И в этот момент наступила ее очередь идти в камеру. Она жалобно оглянулась на меня у двери и исчезла за ней. Я посмотрела на окружающих – оказывается, все внимательно слушали ее и огорчились, что рассказ оборвался.

Жена маршала Жукова умерла. Теперь ее могила недалеко от твоей. Говорят, он даже не смог проводить ее на кладбище – не ходят больше у маршала ноги.

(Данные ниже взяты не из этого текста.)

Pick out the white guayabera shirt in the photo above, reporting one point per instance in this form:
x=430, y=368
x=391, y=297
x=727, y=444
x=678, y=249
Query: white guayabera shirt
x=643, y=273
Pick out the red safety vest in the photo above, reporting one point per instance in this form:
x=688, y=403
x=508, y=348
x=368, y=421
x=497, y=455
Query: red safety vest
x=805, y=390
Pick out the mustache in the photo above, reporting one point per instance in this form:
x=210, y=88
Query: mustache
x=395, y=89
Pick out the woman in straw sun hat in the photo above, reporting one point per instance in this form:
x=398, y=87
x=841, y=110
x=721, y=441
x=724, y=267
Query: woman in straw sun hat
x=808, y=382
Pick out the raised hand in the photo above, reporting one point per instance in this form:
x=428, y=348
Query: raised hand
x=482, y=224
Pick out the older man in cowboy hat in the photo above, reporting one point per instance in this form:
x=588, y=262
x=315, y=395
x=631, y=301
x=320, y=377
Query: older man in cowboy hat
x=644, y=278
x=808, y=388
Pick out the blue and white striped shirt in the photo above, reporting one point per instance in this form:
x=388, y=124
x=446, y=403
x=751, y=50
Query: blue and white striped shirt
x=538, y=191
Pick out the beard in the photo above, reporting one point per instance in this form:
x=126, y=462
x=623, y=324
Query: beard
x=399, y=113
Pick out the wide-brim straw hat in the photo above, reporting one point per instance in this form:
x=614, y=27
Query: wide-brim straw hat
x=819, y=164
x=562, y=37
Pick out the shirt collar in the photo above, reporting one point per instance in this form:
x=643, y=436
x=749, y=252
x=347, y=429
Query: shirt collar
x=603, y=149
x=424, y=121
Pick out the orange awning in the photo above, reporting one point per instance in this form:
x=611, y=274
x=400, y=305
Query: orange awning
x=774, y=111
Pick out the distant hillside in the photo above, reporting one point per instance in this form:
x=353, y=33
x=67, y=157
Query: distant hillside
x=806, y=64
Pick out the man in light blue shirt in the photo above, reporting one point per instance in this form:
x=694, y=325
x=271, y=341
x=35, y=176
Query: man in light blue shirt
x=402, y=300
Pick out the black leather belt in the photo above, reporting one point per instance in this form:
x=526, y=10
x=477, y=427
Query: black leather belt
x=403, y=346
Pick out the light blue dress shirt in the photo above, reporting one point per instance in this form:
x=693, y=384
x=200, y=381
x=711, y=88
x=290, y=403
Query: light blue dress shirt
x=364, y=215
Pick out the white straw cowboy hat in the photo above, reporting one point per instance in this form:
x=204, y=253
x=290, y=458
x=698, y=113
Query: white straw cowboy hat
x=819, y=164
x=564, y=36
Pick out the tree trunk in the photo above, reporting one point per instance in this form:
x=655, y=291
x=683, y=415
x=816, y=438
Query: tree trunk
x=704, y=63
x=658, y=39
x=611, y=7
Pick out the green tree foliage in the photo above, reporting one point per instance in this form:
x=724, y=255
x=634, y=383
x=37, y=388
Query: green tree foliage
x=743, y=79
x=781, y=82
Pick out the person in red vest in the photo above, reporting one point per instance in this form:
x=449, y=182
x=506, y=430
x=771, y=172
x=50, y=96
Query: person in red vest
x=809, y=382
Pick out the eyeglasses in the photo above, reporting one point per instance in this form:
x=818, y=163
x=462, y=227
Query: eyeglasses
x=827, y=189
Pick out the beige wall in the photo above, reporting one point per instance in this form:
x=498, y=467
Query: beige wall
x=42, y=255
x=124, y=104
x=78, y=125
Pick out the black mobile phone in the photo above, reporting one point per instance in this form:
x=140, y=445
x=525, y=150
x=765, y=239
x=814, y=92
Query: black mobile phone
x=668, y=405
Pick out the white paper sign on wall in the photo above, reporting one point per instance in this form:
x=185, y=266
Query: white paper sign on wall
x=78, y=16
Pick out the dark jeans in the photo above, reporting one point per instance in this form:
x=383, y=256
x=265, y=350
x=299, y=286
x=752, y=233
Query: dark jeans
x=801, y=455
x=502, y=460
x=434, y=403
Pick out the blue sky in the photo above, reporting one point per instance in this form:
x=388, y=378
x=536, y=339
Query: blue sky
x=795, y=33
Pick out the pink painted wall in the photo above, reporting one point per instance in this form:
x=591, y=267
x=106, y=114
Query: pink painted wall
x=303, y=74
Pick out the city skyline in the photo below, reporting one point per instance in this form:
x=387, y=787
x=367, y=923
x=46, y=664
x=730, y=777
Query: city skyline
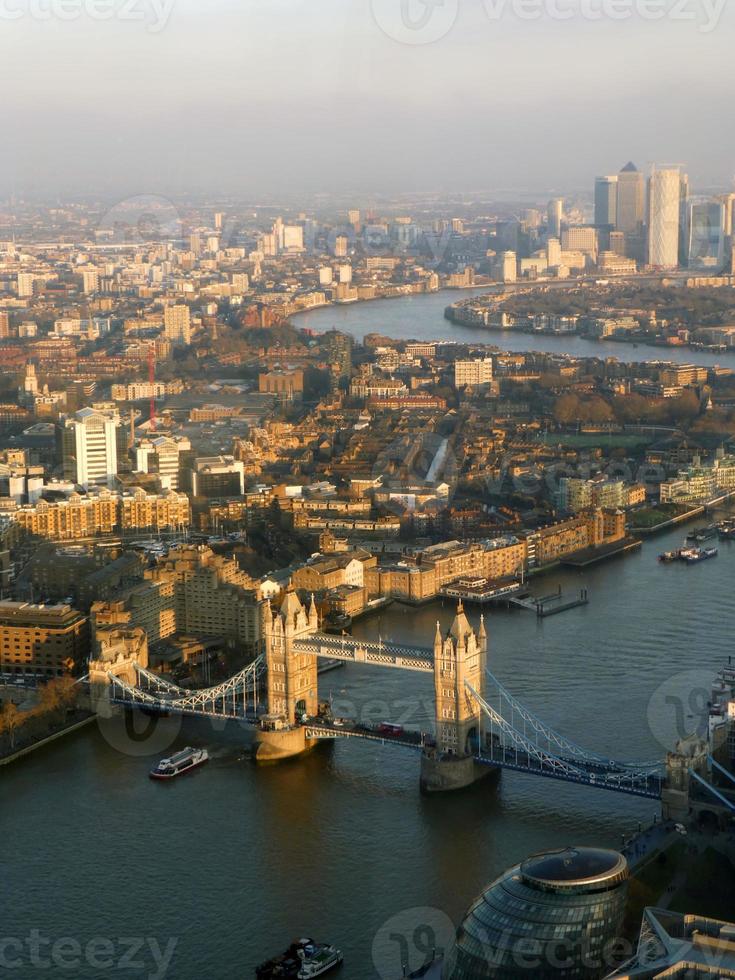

А сегодня вечером мне позвонила Соня:

– Помнишь, Веруся, как тогда, перед Обнинском, я вошла к вам в новом сером пальто? В американском! Купила по случаю у жены журналиста. Книзу оно было сильно расклешено. Ты посмотрела на меня и сказала: «Ой, Сонька, какая у тебя в нем толстая попка!» И представляешь, я так расстроилась, что в машине спросила у Назыма, правда ли это. А он стал жутко смеяться и на ухо мне прошептал: «А ты, Сонечка, скажи ей, что у нее толстые ножки».

Помолчав, Соня вздохнула:

– Наверное, про это нельзя писать в книге воспоминаний о Назыме Хикмете…


Время, когда вы писали с Виктором Комиссаржевским пьесу для театра Завадского, я вспоминаю с благодарностью. Вы придумывали свой «Бунт женщин», взяв за основу комедию Аристофана и еще какого-то современного шведа или датчанина. Я видела, что пишется вам легко, весело. Работа превращалась в игру.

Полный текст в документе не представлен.